A CICATRIZ-CONVITE (texto de Dheyne de Souza)

Patworkpat, pseudônimo e marca da artista plástica Patrícia Ferreira, é centrada no desenho da figura humana e na experimentação com diversas técnicas e materiais. Com a série “desenhos desesperados para viver momentos difíceis”, a artista apresenta um exercício estético e psicológico, em vermelho e preto, que explora a possibilidade da transformação da dor em reflexão.


Vasos, silêncios, olhares, falanges, dentes, fios, vértebras, gestos, encontros, abandonos, abismos, abraços, gritos, riscos agudos, cores fortes, sons extremos. Os desenhos de Patworkpat nos questionam e também nos respondem, mas são labirintos instáveis. O corpo penetra a dor ou a dor penetra o corpo? Parece que, de dentro da dor, reconhecemos nossos membros. Seja na voz por trás da mão que cobre a boca, seja nas linhas finas que mumificam o corpo, seja no grito trancafiado no negro, seja nos dentes que mordiscam limites.


Entre o contato íntimo com esse nu de nós, olhares inquietantes circundam o que ficou dos marcadores permanentes, lápis de cor, canetinhas, nanquins, um cotidiano de tantas dores que adormecemos nas falas, nas aparências, quem sabe até nos olhares. Mas os “desenhos desesperados para viver momentos difíceis” parecem querer dizer. O que queremos ouvir? São secretas as suas histórias. O que contamos das nossas?

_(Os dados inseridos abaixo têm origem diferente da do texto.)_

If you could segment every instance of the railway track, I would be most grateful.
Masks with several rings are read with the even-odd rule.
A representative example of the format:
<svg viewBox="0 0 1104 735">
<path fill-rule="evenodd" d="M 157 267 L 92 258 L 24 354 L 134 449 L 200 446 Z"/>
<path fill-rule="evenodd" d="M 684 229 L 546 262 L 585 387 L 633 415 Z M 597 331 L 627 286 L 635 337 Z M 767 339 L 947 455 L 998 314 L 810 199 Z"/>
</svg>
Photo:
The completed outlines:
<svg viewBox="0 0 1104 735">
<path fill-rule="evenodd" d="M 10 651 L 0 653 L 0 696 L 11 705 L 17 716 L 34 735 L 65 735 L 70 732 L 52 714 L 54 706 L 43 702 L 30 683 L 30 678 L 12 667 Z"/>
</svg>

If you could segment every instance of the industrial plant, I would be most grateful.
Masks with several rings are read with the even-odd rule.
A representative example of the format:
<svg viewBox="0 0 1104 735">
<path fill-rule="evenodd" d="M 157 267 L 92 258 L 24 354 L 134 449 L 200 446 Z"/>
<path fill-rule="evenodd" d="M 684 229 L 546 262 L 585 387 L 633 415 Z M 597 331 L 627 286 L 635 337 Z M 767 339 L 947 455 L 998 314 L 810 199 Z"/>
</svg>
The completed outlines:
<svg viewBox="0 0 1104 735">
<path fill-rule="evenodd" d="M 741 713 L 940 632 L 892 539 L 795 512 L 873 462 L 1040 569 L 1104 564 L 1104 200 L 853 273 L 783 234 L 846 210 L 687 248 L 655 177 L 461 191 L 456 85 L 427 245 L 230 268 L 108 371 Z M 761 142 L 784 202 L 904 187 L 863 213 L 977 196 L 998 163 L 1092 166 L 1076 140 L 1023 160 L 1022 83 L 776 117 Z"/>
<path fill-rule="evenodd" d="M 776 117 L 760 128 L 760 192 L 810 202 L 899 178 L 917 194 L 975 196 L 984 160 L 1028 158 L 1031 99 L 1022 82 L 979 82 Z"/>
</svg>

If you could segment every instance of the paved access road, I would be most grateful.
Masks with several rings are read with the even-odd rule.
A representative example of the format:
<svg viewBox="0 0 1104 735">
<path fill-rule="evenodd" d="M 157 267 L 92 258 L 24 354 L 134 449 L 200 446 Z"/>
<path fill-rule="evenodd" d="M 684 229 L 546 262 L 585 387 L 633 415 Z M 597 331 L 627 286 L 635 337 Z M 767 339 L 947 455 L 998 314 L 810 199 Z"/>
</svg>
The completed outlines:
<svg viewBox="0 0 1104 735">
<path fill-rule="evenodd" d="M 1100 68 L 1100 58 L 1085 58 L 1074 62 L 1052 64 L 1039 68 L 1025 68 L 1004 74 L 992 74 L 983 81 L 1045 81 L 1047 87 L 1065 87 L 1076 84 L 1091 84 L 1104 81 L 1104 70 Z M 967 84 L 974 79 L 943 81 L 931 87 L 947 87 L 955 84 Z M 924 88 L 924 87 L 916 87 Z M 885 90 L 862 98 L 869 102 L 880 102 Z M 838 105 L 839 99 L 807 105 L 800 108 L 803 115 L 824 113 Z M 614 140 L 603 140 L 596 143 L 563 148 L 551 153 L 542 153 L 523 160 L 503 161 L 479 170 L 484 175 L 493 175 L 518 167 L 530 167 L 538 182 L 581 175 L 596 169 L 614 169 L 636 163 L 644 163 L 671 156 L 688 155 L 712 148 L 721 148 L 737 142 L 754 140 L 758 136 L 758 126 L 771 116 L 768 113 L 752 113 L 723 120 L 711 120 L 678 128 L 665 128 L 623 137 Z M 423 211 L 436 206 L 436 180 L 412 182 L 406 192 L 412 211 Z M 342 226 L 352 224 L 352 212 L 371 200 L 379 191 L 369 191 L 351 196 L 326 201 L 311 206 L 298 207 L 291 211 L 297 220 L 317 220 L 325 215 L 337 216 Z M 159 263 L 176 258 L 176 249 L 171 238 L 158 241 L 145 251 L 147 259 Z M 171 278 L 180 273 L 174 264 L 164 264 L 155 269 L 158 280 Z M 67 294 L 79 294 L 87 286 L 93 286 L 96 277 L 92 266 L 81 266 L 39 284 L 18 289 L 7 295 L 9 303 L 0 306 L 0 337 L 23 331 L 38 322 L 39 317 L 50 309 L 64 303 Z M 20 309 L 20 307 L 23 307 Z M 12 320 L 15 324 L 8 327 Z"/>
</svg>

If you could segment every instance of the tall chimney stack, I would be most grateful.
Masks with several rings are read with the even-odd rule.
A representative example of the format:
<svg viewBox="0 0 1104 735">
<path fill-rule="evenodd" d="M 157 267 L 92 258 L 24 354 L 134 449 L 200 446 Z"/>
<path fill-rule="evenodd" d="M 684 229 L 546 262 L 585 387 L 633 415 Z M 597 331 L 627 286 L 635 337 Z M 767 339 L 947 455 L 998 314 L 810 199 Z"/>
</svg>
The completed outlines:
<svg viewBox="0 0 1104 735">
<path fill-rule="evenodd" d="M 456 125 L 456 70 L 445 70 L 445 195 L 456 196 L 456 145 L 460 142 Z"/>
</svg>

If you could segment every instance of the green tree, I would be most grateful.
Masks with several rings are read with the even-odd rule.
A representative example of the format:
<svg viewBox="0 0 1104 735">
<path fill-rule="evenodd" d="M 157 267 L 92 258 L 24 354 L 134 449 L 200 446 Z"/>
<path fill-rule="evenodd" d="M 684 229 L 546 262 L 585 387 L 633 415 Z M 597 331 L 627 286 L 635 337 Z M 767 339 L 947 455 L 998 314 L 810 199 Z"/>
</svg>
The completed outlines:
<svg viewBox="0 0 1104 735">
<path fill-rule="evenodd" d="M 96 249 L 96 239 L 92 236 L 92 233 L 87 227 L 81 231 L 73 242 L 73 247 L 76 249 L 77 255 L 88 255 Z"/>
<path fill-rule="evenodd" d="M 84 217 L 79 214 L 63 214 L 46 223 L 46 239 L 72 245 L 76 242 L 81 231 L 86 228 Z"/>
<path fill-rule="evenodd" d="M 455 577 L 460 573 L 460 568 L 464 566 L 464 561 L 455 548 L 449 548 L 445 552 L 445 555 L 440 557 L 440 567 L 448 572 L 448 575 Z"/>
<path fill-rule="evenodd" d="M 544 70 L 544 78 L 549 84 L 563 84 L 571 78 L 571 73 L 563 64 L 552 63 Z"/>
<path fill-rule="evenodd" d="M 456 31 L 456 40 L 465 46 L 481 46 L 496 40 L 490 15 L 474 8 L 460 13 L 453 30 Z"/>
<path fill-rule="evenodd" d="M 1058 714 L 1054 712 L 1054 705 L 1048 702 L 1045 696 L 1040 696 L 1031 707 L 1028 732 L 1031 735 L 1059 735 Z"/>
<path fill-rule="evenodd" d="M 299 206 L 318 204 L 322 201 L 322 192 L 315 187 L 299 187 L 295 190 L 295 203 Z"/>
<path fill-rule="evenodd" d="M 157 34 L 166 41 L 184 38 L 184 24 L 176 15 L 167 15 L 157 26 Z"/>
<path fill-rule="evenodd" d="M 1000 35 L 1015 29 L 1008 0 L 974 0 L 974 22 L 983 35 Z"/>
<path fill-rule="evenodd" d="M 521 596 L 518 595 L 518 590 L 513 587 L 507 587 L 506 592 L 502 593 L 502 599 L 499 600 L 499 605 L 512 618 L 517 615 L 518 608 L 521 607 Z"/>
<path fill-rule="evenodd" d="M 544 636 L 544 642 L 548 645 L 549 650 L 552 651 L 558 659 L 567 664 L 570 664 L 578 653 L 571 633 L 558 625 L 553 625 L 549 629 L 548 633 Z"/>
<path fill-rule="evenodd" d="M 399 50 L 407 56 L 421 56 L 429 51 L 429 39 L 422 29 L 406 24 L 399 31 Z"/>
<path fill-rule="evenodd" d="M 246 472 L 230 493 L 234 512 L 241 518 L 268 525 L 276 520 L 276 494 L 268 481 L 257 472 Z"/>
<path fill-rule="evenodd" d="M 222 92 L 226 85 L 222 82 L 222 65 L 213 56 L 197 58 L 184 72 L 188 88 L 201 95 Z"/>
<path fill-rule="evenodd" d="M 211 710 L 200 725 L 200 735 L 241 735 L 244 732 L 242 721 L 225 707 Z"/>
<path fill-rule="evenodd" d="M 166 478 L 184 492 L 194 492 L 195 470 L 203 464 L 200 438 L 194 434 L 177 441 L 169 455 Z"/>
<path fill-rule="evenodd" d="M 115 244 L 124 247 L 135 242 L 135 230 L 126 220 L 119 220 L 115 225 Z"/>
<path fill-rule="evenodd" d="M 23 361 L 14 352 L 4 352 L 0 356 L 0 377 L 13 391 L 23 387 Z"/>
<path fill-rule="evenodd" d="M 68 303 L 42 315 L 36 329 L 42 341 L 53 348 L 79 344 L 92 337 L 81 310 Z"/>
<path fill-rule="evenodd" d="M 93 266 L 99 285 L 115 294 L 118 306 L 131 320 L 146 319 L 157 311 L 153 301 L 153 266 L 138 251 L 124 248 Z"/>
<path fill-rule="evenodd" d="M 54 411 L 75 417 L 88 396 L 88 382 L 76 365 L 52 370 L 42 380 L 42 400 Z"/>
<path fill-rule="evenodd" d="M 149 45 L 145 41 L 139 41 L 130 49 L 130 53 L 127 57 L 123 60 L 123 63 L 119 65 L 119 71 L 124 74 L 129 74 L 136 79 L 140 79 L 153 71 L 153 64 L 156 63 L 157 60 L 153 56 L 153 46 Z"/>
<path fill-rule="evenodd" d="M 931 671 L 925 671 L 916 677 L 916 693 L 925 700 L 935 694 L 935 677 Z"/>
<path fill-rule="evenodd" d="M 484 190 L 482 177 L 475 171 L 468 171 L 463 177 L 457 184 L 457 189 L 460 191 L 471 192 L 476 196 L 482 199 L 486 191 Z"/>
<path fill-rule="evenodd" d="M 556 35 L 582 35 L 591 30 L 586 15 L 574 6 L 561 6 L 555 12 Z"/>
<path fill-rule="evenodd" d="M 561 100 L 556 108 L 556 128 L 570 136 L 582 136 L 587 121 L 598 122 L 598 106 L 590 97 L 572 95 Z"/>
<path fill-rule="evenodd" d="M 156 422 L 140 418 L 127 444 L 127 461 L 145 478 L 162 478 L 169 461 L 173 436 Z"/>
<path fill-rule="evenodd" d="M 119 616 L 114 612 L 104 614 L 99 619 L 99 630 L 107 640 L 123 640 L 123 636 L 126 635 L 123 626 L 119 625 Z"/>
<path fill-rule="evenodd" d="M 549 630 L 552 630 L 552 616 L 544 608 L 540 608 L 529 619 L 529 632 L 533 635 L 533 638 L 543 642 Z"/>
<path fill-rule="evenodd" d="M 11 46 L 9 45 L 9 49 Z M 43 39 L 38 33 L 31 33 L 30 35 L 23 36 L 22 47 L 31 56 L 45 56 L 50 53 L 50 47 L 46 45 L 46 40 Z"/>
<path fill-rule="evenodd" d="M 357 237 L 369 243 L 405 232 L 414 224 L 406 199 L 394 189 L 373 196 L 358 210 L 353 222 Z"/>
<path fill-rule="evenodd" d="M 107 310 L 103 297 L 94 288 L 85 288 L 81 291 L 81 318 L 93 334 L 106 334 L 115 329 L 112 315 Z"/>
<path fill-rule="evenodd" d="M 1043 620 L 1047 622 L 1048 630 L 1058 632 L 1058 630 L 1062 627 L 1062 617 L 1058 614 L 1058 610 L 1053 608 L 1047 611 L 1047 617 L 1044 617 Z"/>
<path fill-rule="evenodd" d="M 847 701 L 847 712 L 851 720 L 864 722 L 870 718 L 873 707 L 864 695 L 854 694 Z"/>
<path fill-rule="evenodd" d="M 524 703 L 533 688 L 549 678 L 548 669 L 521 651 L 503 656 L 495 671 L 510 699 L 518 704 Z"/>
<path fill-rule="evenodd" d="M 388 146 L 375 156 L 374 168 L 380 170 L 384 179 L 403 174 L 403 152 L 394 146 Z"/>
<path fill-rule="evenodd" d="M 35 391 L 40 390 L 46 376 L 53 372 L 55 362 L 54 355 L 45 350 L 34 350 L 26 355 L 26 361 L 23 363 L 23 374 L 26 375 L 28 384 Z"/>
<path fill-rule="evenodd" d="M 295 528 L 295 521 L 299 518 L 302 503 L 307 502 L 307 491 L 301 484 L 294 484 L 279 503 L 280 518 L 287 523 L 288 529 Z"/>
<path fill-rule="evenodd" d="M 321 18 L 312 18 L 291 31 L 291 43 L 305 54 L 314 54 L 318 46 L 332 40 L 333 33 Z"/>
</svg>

Podíamos ousar dizer que, quanto mais próximos dos vãos que deixaram os traços, mais cúmplices do que não há para dizer. Talvez seja abraçando a dor que se reconheça o alento. Talvez seja mutilando-a que se contorne o silêncio. Quem sabe arrancar o dente que mastiga mal as palavras quando a boca inteira lateja? Quem sabe encontrar a saída quando o túnel todo é escuro? Quem sabe, da foz, curar a fonte das próprias hemorragias?


O que parecemos des-cobrir nos desenhos de Patworkpat parte de lugares em que entramos ora imprudentes, ora cautelosos. De qualquer forma, corajosos. Não é fácil pisar no chão onde dormem (o que sonham?) nossas penas, nossos medos, nossos desesperos. A natureza selvagem pede passagem (entramos?). Entre o medo da morte e o desejo do fim, a margem tantas vezes se esconde. E há inúmeras v(e)ias.


É que a dor bate, mas, muitas vezes, oferece a outra face. Porque pede a nossa conduta. O corpo é de toques e também de ossos. É de dedos e de artelhos. É de voz e de mudez. Como reconhecer de onde vazam os sentimentos? Como suturar o que contorna terminações nervosas, estímulos, (suss)urros? Somos humanos em tempos difíceis. Não temos domínio da vida. E de nossos rebentos? Cicatrizes.


Quem sabe o que os “desenhos desesperados para viver momentos difíceis” sulcam no papel e em nós seja mais que relevos. Quem sabe, com seus olhares contornando o dentro, possamos chegar onde moram nossos próprios relentos, e aprender com eles. Quem sabe, levantando perguntas disformes e rubras, cheguemos ao osso, ao som, à voz. Quem sabe o que a nossa dor diz ou derrama, ou desmaia, ou levanta, ou sustenta? Somos nós, a penas. E o que dizer, então, senão o que o indizível da dor nos desenha? As cicatrizes, que nos contam – ou cortam. Trouxeram coragem?